One of the key parts of apply
is the lambda
parameter. Defining
apply(lambda x: ...)
means we can now refer to the dataframe just as x
. This makes things much easier when we've got a lot of things to include.
We can now combine the functions to find the absolute magnitudes:
cepheids_df['V_abs'] = cepheids_df.apply(lambda x: abs_mag(x.mag_V, x.A_V, dist_mod(x.distance_pc)), axis=1)
cepheids_df
Notice in the apply
call above, we're creating a new column not just by running a function, but calling another function within that function. Doing all that while writing out the full dataframe name every time is just asking for mistakes.
There's lots of other uses for apply
that you can read more about here. For now we'll stick with the simple case.
Your dataframe should now have 67 rows and 17 columns:
cepheids_df.columns
Our final task is to make a nice plot of the period-luminosity relation. When we did this with the Magellanic Clouds data before we were assuming all the stars were at the same distance. This time we've corrected for distance instead, and we'll be looking at the absolute magnitudes.
We can just make a quick plot:
fig = plt.figure(figsize=(10,6))
ax = fig.add_subplot(1,1,1)
ax.plot(cepheids_df['logP'], cepheids_df['B_abs'], 'o', label='B')

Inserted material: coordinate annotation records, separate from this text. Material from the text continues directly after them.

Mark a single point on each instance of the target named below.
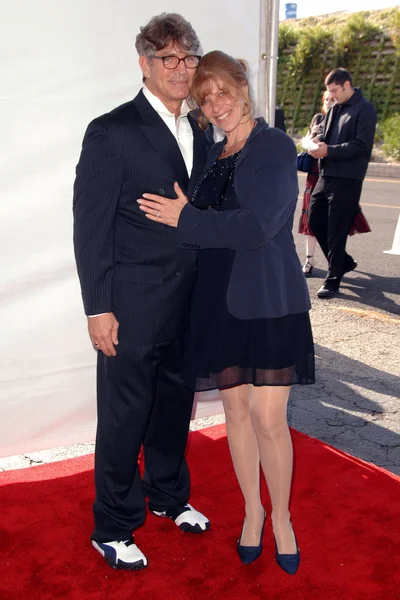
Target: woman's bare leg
(268, 410)
(245, 457)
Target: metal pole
(273, 60)
(269, 31)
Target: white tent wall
(64, 62)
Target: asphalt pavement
(355, 402)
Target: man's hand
(164, 210)
(320, 152)
(103, 331)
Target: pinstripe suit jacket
(126, 263)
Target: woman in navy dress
(250, 334)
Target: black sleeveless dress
(223, 351)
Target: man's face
(340, 93)
(169, 85)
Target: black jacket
(127, 264)
(266, 279)
(348, 157)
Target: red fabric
(345, 513)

ax.plot(cepheids_df['logP'], cepheids_df['V_abs'], 'o', label='V')
ax.plot(cepheids_df['logP'], cepheids_df['I_abs'], 'o', label='I')

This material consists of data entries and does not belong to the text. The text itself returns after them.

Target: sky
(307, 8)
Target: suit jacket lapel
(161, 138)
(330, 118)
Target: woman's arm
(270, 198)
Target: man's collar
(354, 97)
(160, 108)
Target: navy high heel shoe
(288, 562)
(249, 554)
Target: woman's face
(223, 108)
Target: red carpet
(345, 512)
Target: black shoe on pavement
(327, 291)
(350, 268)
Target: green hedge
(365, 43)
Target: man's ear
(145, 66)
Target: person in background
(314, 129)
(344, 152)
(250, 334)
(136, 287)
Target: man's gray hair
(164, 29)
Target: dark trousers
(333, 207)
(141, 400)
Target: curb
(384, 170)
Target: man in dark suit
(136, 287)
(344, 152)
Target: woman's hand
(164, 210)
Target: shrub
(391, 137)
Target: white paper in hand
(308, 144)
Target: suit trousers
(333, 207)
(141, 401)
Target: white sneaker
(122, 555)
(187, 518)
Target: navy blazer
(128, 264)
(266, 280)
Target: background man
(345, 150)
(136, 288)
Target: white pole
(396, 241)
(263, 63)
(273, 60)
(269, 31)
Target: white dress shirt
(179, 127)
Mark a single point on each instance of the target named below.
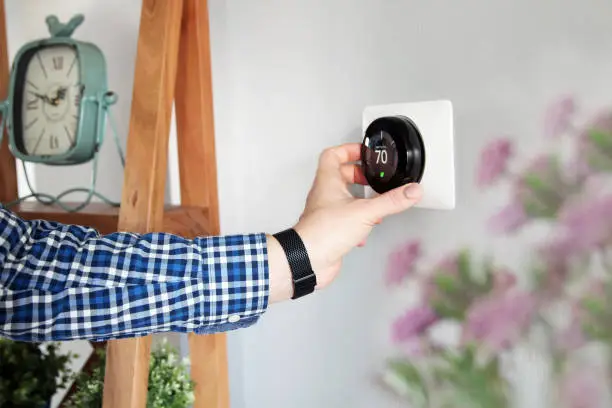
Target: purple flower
(509, 219)
(558, 116)
(411, 325)
(498, 320)
(493, 162)
(402, 262)
(582, 387)
(555, 256)
(503, 280)
(587, 224)
(572, 336)
(542, 188)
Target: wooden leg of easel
(8, 171)
(142, 206)
(198, 172)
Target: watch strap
(304, 278)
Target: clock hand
(43, 97)
(60, 95)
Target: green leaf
(594, 306)
(445, 309)
(446, 283)
(411, 375)
(601, 139)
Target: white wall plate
(434, 119)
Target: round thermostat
(392, 153)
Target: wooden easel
(172, 66)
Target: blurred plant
(169, 385)
(494, 315)
(30, 374)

ax.set_xlabel('log P (days)')
ax.set_ylabel('Absolute Magnitude')
ax.invert_yaxis()
ax.legend()
plt.show()
That doesn't look very nice. It doesn't look how I expect it to. Let's look at just one set of data for now -- the $I$ band data
fig = plt.figure(figsize=(10,6))
ax = fig.add_subplot(1,1,1)
ax.plot(cepheids_df['logP'], cepheids_df['I_abs'], 'o', label='I')

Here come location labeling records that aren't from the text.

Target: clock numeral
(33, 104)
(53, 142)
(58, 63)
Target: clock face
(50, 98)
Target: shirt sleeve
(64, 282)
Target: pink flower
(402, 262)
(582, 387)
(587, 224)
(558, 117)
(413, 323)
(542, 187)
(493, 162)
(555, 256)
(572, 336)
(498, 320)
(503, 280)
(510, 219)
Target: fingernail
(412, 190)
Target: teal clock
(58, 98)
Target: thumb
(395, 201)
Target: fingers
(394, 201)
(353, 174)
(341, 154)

ax.set_xlabel('log P (days)')
ax.set_ylabel('Absolute Magnitude')
ax.invert_yaxis()
ax.legend()
plt.show()
There's a lot more data in our dataframe than we're showing here. Perhaps something else is affecting the absolute magnitudes? My first guess is that it's extinction. We can look at this by colour coding the points using plt.scatter()
.
First we need to choose a colour map - this is done with get_cmap
. You can see all the available colour maps here. I'm using the plasma
colour map as it's a"perceptually uniform sequential" map - this means that a colour-blind person (or someone with a black and white printer) would still be able to interpret the colour scale.
We also need to have a colour bar so we can translate the colours into actual numbers when we look at the plot. We do this in two steps. First:
sc = ax.scatter(....
assigns the output of ax.scatter
to the variable sc
.
Then
cbar = plt.colorbar(sc)
makes the colour bar that corresponds to our data.
fig = plt.figure(figsize=(10,6))
ax = fig.add_subplot(1,1,1)
cm = plt.cm.get_cmap('plasma')
sc = ax.scatter(cepheids_df['logP'], cepheids_df['I_abs'], c=cepheids_df.A_I, marker='o', label='I', cmap=cm, edgecolor='Grey')
ax.set_xlabel('log P (days)')
ax.set_ylabel('Absolute Magnitude')
ax.invert_yaxis()
ax.legend()
cbar = plt.colorbar(sc)
cbar.set_label('$A_I$')
plt.show()
Now we can see that the stars that had a larger extinction correction (the red to yellow points) seem to lie farther away from the trend than the blue points.